I finally hit a wall about six months into this madness. I was sitting at my kitchen table, and one reading gave me something genuinely cryptic, like “The Hermit in the past position, Judgement in the future, with the central card being the Four of Wands.” I stared at that screen, and I swear, I just laughed—a huge, hollow laugh. What the actual hell did that mean for whether Gary was going to text me back about that stupid charger I left at his place? It hit me then: I wasn’t looking for prophecy; I was looking for permission to stop hurting and permission to stop acting. I was letting some random website dictate my entire emotional state.
The Practice: Reclaiming the Power from the Free Reading
This is where the real work started, and this is the practice I want to share, because it actually works to stop the obsession. The goal shifted from trying to predict him to trying to fix me.
- Step 1: The Immediate Re-frame. The second I felt the urge to check a tarot site or re-read that confusing free spread, I had to stop and physically move. I walked into a different room, put my phone on airplane mode, and wrote down exactly what I was hoping the reading would say. Not what the cards said, but what I wanted them to say. This revealed my true fear, which was usually not losing him, but losing my own sense of control.
- Step 2: Ban the Ambiguity Cycle. I realized I was using the ambiguity of the cards (The Lovers reversed, for instance, which means either conflict or freedom) to keep the hope alive. So I instituted a ban: After getting a free result, I was only allowed to interpret the card in terms of what I must let go of. If I pulled The Star, I didn’t interpret it as hope for reconciliation; I interpreted it as hope for my own independent future. It forced me to detach.
- Step 3: Define “Contact” on My Terms. I stopped letting the reading define success.
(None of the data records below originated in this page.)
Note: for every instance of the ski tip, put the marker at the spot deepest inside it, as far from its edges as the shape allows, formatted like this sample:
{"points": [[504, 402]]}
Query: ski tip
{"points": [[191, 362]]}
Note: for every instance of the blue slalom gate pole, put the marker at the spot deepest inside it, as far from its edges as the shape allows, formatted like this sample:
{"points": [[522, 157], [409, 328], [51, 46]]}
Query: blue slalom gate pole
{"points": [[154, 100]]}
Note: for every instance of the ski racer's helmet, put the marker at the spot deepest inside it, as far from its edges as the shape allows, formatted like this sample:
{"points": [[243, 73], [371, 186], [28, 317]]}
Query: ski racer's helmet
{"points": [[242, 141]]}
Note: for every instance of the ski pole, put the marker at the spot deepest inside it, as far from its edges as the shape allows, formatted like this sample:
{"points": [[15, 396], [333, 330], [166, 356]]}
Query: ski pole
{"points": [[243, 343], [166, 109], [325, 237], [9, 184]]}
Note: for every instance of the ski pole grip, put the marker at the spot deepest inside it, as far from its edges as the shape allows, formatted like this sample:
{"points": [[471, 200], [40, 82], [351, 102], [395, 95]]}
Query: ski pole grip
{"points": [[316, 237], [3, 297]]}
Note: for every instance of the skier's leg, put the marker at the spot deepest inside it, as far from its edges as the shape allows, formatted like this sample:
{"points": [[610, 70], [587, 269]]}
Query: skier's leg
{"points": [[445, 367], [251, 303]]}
Does “contact” mean a heartfelt apology? Or just a random emoji? I sat down and defined the only contact I would accept as meaningful. For me, it was “nothing short of a clear commitment to talk things out face-to-face.” That way, the small, breadcrumb-y contacts that ruin your peace—like a random “lol” on an old photo—don’t count. They are irrelevant noise.
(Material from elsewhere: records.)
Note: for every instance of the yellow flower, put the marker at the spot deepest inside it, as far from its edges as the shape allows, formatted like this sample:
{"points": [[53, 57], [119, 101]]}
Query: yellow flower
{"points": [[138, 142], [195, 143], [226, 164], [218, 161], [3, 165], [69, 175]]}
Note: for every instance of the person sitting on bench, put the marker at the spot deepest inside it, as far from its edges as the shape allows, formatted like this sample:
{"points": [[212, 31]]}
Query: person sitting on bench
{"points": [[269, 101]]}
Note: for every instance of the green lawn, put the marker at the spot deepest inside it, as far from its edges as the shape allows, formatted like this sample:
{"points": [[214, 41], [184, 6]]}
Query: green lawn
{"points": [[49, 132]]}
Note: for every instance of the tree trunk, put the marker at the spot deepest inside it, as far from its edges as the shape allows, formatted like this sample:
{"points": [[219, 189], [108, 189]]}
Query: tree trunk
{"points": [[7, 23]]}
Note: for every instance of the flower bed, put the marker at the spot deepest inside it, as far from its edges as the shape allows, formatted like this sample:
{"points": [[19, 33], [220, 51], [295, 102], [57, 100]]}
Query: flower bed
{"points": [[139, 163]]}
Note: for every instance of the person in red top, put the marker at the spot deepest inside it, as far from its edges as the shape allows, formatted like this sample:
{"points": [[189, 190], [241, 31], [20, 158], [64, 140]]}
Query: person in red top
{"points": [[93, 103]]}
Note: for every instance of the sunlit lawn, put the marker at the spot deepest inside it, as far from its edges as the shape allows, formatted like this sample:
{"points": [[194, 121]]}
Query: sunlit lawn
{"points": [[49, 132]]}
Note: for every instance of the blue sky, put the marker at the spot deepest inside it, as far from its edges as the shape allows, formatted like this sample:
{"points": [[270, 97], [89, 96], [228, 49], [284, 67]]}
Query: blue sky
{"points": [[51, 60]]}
- Step 4: The Reality Check Action Plan. This is the most crucial step. Instead of interpreting the card for the future, I started interpreting it for my present action. Let’s take that common result, The Tower. Everyone freaks out when they pull The Tower in a relationship reading. But when you get The Tower for the “Will he contact me” question, it doesn’t mean a brick will fall on your head. It means the structure you built—the one where you desperately wait for him—needs to collapse so you can build something real. The actionable step is: You tear down the structure of waiting. You change your schedule. You block him (maybe for real this time). You cancel plans that were dependent on him.
The difference was immediate. When I shifted the focus from “Will he contact me?” to “What am I doing right now that makes me happy regardless?”, the free tarot results stopped holding power over me. The cards became background noise. The reading isn’t about him; it’s always about you.
Look, I still pull cards sometimes for fun. But now, when I get a weird, contradictory free reading, I don’t obsess over it. I treat it like a snapshot of my current anxiety, not a picture of the future. If you’re stuck in this cycle, stop asking the internet and start asking yourself: “What practical, messy thing can I do today to make his eventual non-contact irrelevant?” Do that. That’s the real magic.